Compte à jamais au moins sur ma reconnaissance,
Sur la foi, sur les vœux qui sont en ma puissance,
Sur tous les sentiments du plus juste retour,
S’il en est, après tout, qui tiennent lieu d’amour.

Voilà qui devient coulant et harmonieux, par les traits consécutifs et par la figure ménagée jusqu’au bout de la phrase.

Bauche va réimprimer Zaïre, je la corrige. Prault réimprimera la Henriade[1] ; je la corrige aussi. Je corrige tout, hors moi. Savez-vous bien que je retouche Adélaïde, et que ce sera une de mes moins mauvaises filles ?

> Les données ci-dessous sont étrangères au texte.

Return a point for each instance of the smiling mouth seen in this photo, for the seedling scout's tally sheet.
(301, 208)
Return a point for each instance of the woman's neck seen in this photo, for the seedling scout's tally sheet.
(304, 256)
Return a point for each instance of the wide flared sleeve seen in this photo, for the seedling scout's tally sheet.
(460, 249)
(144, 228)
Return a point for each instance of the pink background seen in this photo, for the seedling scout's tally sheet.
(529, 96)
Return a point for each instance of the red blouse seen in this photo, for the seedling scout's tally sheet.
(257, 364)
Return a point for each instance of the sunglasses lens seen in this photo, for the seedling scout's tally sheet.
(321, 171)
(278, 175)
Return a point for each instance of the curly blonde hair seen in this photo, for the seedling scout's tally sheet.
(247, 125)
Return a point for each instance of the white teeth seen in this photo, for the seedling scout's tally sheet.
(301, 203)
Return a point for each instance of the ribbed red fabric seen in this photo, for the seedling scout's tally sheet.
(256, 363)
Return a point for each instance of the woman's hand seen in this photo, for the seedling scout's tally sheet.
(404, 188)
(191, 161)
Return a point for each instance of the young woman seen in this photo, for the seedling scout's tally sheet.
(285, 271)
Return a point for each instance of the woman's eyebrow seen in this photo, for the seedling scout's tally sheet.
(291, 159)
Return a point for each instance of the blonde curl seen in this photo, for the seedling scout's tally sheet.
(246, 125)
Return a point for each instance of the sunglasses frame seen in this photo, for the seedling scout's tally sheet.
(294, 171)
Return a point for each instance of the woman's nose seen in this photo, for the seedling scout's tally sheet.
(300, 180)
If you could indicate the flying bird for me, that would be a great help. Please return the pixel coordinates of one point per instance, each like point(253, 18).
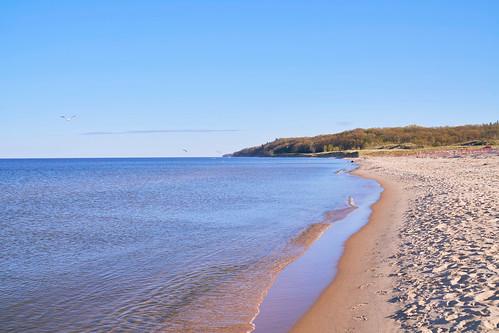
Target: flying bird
point(68, 118)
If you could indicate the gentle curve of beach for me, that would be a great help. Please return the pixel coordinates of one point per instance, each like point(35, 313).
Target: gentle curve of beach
point(428, 260)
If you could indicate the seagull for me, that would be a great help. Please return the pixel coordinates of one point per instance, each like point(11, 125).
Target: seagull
point(68, 118)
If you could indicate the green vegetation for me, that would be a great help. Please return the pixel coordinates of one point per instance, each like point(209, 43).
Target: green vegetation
point(394, 138)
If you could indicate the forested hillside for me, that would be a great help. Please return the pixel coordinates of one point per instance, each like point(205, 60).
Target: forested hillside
point(408, 137)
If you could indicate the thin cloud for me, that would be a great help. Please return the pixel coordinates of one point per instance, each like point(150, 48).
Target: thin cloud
point(162, 131)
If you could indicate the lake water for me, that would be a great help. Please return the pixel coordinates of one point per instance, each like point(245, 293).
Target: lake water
point(166, 244)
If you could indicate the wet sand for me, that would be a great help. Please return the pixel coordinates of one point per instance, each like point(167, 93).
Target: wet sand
point(428, 258)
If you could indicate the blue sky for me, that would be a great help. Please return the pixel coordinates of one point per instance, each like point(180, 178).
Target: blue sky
point(216, 76)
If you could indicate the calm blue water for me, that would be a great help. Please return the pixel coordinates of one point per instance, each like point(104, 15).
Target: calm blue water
point(154, 244)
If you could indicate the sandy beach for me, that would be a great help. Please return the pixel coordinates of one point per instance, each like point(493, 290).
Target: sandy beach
point(427, 261)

J’ai lu Jules César. Est-ce M. Algarotti qui a lui-même traduit son italien ? Apprenez que ce Vénitien-là a fait des dialogues sur la lumière où il y a malheureusement autant d’esprit que dans les Mondes, et beaucoup plus de choses utiles et curieuses.

J’ai lu la Zaïre anglaise : elle m’a enchanté plus qu’elle n’a flatté mon amour-propre. Comment ! des Anglais tendres, naturels ! without bombast ! without similes at the end of acts ! Quel est donc ce M. Hill[2] ? Quel est ce gentilhomme[3] qui a joué Orosmane sur le théâtre des comédiens ? Cet honneur fait aux arts ne sera-t-il pas consacré dans le Pour et Contre ? Autrefois ce Pour et Contre avait été contre Zaïre ; ah ! il doit faire amende honorable.

Rameau s’est marié avec Moncrif[4]. Suis-je au vieux sérail ? Samson est-il abandonné ? Non ; qu’il ne l’abandonne pas. Cette forme singulière d’opéra fera sa fortune et sa gloire.


579. — À MADEMOISELLE QUINAULT.
Cirey, 10 mars 1736.

Je reçus votre lettre, mademoiselle, le 22 février ; nous voici au 16 mars. Votre Enfant prodigue est fait, transcrit et envoyé à M. d’Argental. Le sujet, et le peu de temps que j’ai mis à le traiter, doivent me répondre des sifflets ; mais enfin Zaïre, la chrétienne Zaïre, née au même endroit où la parabole de l’Enfant prodigue fut faite, ne m’a jamais coûté que dix-huit jours. Aussi l’ai-je corrigée avec soin pour la nouvelle édition qu’on en va faire.

  1. Édition in-8o, de 1737, avec une préface de Linant.
  2. Traducteur de Zaïre ; voyez tome II, pages 549 et suiv.
  3. Il s’appelait Bond. Voyez tome II, page.536.
  4. On ne connaît point d’ouvrage de Moncrif mis en musique par Rameau.